*blush*
I would like to make that statement a reality, but I can't. Part of it may be I haven't spent sufficient time thinking about the current bill. But the real problem is that I have had trouble with the gesture towards "fair use".
The problem is as it always was with the basic economics of the approach. Content is a fairly small tail to be wagging the huge infrastructure dog with. Unfortunately, while true, that is an argument that requires some real understanding to grasp.
Far easier previously has been visible signs of abuse. Obvious crap like handing Microsoft a monopoly, banning most current uses of email, etc. Unfortunately with a bill that says, "Take fair use into account" it is very hard to point to any specific obvious stupidity. Any piece that you find can be answered with, "Well, that would be fair use and obviously would be addressed by a reasonable standard." That a reasonable standard that avoids all such abuses is impossible is harder to convince people of. (Note that the bill doesn't demonstrate the plausibility of any such standard. It just claims it is an easy problem, and gives a time frame with no regard to the fact that said time frame is insane.)

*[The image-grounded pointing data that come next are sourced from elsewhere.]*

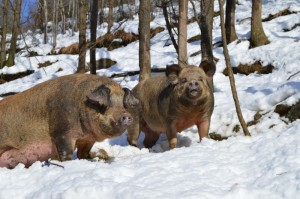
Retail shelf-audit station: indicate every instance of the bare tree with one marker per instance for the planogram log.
(258, 36)
(3, 33)
(46, 22)
(74, 16)
(94, 17)
(15, 31)
(206, 25)
(82, 36)
(110, 19)
(101, 13)
(231, 76)
(54, 22)
(230, 21)
(63, 16)
(182, 33)
(144, 40)
(164, 5)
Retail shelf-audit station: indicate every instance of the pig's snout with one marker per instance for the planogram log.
(126, 119)
(194, 88)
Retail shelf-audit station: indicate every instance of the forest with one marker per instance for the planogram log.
(253, 139)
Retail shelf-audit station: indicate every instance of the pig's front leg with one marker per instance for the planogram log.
(171, 134)
(203, 128)
(65, 147)
(133, 133)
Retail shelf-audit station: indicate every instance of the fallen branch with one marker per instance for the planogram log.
(132, 73)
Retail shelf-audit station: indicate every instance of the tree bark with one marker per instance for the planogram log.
(110, 19)
(54, 23)
(206, 25)
(82, 36)
(168, 25)
(230, 21)
(182, 33)
(94, 17)
(15, 32)
(258, 37)
(230, 74)
(46, 22)
(3, 34)
(144, 40)
(101, 14)
(63, 16)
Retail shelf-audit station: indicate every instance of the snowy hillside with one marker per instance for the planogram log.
(265, 165)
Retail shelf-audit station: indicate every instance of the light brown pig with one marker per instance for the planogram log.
(48, 120)
(172, 103)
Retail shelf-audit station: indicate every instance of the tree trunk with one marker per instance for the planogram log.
(110, 19)
(206, 25)
(230, 21)
(182, 33)
(144, 40)
(168, 25)
(54, 23)
(3, 34)
(101, 14)
(231, 76)
(74, 16)
(258, 36)
(94, 17)
(63, 17)
(15, 32)
(46, 22)
(82, 36)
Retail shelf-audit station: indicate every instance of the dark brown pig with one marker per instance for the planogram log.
(172, 103)
(50, 119)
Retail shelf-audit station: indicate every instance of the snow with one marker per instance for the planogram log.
(265, 165)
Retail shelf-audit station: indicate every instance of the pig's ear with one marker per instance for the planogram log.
(209, 67)
(100, 96)
(129, 100)
(172, 72)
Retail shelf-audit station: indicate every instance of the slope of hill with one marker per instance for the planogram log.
(266, 165)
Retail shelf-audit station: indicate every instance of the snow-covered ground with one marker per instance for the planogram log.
(265, 165)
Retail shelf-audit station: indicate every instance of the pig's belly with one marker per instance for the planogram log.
(28, 154)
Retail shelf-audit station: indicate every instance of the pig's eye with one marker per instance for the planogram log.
(183, 80)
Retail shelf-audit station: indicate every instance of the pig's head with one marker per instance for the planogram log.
(191, 83)
(111, 104)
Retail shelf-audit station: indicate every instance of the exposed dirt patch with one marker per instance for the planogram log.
(110, 41)
(217, 137)
(103, 63)
(253, 68)
(290, 112)
(10, 77)
(195, 38)
(45, 64)
(279, 14)
(292, 28)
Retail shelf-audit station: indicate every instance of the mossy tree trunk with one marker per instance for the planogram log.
(258, 37)
(94, 17)
(144, 40)
(230, 21)
(15, 32)
(206, 25)
(82, 36)
(182, 33)
(3, 33)
(230, 74)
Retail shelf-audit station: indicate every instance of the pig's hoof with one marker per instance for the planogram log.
(101, 154)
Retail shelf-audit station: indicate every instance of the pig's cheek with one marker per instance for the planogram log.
(180, 90)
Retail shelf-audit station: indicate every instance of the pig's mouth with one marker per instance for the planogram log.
(194, 93)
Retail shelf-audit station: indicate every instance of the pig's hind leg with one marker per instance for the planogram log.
(151, 136)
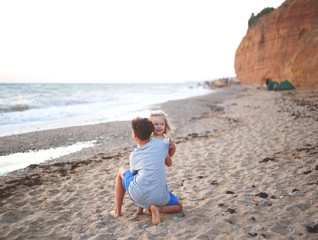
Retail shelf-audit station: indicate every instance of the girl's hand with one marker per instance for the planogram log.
(172, 148)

That no simplistic resolution exists is hard to explain without getting into the economics of software and networks in some detail. And unfortunately pointing out the economics can leave me with an ironclad argument that nobody will ever bother to follow. Which leaves me with few easily followed explanations beyond, "It is a natural managerial wish to declare by fiat that which cannot possibly be justified in reality. Ridiculing this stupidity makes Scott Adams a fortune with Dilbert. That Hollings would claim that his bill could be implemented at reasonable cost is a perfect example..."
This is true. But find me a pithy explanation of why that can be followed by people who do not understand in their guts why Hollings' bill is full of cr*p. :-(
Cheers,
Ben
"... I couldn't see how anyone could be educated by this self-propagating system in which people pass exams, teach others to pass exams, but nobody knows anything."